Dans un post récent, j'indiquais qu'on avait de bonnes raisons de penser que l'adoption dans des familles homoparentales pouvait mieux se passer que dans des familles "normales". On pourrait également opposer aux adversaire du mariage pour tous, l'évolution rapide de cette institution. Il a suffi de trois générations pour qu'elle change complètement d'allure.

Je ne suis en rien un spécialiste de ces questions, mais il me suffit de regarder le cas de ma famille. Mes grands-parents avaient une famille élargie. Vivaient chez eux, leurs trois enfants, un oncle fauché qui faisait office de chauffeur, une nièce orpheline qui gardait les enfants et plusieurs domestiques. Famille rurale traditionnelle transposée dans une petite ville.

Mes parents illustraient à merveille la famille nucléaire : deux parents, deux enfants.

Ma génération a inventé la famille recomposée où l'on se retrouve parent des enfants de son conjoint.

Trois générations, trois modèles différents.

Le mariage pour tous n'est qu'une nouvelle évolution de cette institution. Prétendre que la famille nucléaire est un modèle inscrit dans le marbre est donc une ânerie que chacun peut éviter de répéter en regardant autour de soi ou en interrogeant son histoire familiale mesurer l'inanité.

Ces transformations sont liées à des phénomènes sociologiques, aux migrations qui ont conduit les enfants des familles élargies à s'installer dans de grandes villes où ils n'avaient que peu contacts et aux logements plus petits. Au travail des femmes, à la contraception, à l'allongement de la durée qui ont contribué à l'éclatement de la famille nucléaire. Aujourd'hui, c'est la plus grande tolérance à l'égard de l'homosexualité, sa banalisation qui rend naturel cette revendication d'un mariage pour tous.

Il se fera. Concernera-t-il beaucoup de monde? Ce n'est pas certain tant les tendances lourdes de notre société nous orientent vers le célibat (40% de la population hexagonale, à Paris un logement sur deux est occupé par une personne seule) qui se généralise et entraine de nouvelles formes de sociabilité qui n'ont, nous disent les sociologues, pas grand chose à voir avec la solitude. Mais il y a quelque chose d'un peu paradoxal, d'ironique, à voir les homosexuels qui ont été les pioniers de notre civilisation de célibataire en pointe dans le débat pour défendre une institution que l'on pensait en déshérence.


mardi, novembre 20, 2012

Et si les familles homoparentales étaient plus aptes à adopter des enfants?

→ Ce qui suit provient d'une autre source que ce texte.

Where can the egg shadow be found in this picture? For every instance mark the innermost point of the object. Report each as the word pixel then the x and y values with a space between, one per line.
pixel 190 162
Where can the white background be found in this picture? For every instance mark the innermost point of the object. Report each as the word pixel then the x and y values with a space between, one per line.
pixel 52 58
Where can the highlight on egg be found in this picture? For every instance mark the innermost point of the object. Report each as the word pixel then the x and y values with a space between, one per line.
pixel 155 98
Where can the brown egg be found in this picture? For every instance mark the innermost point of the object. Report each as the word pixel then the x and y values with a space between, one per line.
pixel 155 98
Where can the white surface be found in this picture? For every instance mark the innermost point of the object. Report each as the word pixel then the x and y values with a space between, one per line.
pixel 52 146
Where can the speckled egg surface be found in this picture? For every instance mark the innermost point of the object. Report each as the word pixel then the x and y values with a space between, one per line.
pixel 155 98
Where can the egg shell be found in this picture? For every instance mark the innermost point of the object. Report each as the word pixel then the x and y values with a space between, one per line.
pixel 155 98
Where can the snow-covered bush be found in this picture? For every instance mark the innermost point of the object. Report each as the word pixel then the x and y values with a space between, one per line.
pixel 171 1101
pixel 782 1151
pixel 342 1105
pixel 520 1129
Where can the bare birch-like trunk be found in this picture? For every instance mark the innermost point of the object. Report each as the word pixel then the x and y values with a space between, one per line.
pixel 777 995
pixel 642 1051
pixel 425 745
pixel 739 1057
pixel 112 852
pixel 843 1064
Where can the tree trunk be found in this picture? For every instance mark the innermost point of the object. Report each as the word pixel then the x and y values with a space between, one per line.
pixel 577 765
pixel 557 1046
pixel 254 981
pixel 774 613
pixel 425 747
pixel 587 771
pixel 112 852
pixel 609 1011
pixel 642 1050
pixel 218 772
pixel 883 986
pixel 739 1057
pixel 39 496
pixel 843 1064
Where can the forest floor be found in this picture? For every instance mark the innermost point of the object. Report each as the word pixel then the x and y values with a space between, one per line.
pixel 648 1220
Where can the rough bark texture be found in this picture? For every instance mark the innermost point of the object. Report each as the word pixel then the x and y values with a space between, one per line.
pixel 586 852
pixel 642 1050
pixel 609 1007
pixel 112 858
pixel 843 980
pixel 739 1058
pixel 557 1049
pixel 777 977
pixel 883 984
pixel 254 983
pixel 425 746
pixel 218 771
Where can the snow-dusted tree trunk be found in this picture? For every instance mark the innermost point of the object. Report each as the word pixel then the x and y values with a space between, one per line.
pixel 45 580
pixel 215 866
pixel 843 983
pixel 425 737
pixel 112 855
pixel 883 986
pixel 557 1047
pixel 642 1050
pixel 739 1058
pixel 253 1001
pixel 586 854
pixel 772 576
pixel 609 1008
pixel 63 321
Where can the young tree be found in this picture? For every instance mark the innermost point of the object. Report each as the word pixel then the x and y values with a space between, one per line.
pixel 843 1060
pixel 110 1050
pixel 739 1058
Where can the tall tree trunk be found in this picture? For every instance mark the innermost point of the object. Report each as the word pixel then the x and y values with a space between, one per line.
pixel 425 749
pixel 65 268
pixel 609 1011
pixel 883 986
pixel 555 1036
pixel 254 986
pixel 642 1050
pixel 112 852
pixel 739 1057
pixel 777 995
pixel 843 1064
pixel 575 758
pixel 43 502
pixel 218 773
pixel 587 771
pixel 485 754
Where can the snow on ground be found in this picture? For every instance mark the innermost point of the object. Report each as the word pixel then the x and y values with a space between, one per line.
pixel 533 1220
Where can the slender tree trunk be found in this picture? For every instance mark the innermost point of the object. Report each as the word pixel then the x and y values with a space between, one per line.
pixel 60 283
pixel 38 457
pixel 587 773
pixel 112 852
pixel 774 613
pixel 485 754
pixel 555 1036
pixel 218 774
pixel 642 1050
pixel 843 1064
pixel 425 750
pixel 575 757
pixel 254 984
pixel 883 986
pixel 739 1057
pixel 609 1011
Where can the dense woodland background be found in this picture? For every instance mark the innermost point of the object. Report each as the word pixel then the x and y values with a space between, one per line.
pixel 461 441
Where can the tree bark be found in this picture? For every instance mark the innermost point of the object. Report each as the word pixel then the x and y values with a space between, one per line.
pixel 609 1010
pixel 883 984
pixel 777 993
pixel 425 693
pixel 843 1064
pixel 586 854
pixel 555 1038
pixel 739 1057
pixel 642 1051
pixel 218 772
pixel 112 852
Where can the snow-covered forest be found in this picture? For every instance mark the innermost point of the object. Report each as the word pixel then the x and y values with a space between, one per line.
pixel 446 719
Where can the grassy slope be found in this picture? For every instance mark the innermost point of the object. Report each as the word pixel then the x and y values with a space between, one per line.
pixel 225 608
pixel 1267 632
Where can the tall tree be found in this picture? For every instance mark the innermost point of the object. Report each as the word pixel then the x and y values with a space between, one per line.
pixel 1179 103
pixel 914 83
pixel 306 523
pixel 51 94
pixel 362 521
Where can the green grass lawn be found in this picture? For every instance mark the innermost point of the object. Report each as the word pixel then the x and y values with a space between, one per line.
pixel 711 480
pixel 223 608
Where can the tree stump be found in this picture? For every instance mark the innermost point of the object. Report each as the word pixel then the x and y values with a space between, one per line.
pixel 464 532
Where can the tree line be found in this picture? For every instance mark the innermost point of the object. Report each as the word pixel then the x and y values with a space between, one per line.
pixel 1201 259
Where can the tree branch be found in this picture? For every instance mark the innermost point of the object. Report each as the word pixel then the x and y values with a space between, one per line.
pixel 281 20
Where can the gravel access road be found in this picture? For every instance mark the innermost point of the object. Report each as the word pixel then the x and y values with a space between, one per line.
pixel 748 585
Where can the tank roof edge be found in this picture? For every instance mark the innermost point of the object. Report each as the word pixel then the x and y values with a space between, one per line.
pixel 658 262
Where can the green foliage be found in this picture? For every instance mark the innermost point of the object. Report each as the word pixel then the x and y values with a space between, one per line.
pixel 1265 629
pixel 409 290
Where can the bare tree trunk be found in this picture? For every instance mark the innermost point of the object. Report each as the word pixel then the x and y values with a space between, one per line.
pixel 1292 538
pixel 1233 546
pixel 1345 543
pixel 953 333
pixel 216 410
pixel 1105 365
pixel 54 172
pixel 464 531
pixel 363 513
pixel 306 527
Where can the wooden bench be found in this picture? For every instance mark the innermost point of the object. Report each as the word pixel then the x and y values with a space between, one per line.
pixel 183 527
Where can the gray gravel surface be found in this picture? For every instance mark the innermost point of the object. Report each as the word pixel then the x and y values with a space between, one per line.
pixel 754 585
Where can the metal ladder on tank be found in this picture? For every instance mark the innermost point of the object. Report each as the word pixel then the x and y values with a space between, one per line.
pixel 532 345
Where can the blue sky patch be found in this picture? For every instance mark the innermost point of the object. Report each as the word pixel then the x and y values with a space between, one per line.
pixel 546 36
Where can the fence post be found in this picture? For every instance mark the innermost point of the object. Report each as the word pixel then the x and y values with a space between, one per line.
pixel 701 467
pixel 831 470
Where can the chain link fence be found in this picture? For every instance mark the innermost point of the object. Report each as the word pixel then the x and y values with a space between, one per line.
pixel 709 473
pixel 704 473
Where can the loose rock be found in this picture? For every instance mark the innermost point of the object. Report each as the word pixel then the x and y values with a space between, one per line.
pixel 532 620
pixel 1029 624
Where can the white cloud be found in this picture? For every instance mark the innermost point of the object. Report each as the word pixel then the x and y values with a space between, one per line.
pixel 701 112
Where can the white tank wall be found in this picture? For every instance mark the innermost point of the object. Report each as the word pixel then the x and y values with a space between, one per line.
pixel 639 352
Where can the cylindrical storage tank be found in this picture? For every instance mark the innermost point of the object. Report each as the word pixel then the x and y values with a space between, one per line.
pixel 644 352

Et si mieux valait que les enfants soient adoptés dans des familles homoparentales? La question peut paraître un peu farfelue, et cependant… le débat sur l'adoption par les familles homoparentales fait abstraction de ce qui se passe dans tant de familles "normales" qui adoptent.

On gagnerait à s'interroger sur l'adoption et sur ses multiples échecs qui tiennent, pour une part, au hiatus entre des enfants abandonnés qui se méfient de tout geste d'attachement excessif et les familles qui les adoptent. et sont, du fait même du long et douloureux parcours qui les a conduites à l'adoption (découverte de la stérilité de l'un des deux partenaires, gymkhana administratif), dans l'attente de gestes d'attachement que ces enfants refusent. Un désir de maternité exacerbé conjugué à une réserve à l'égard de gestes d'amour est à l'origine de beaucoup de déception et d'échecs..
Ces enfants, écrivent deux spécialistes, Nicole Guedeney et Claire Dubucq-Green, n’arrivent pas vierges, prêts à s’attacher à des parents nouveaux. Ils ont pu développer, au contraire, une profonde méfiance à l’égard de toute personne censée les protéger. De nombreux auteurs soulignent les difficultés énormes que peuvent vivre les parents face aux troubles du comportement ou aux attitudes que présente leur nouvel enfant, surtout au début de l’adoption, justement parce que celle-ci active dramatiquement le système d’attachement de l’enfant, placé dans une situation inconnue, face à des inconnus, et qu’elle peut réveiller les protections habituelles de l’enfant que les nouveaux parents ne peuvent pas toujours comprendre. (Adoption, les apports de la théorie de l’attachement, Enfance et Psy, n°24, 2009)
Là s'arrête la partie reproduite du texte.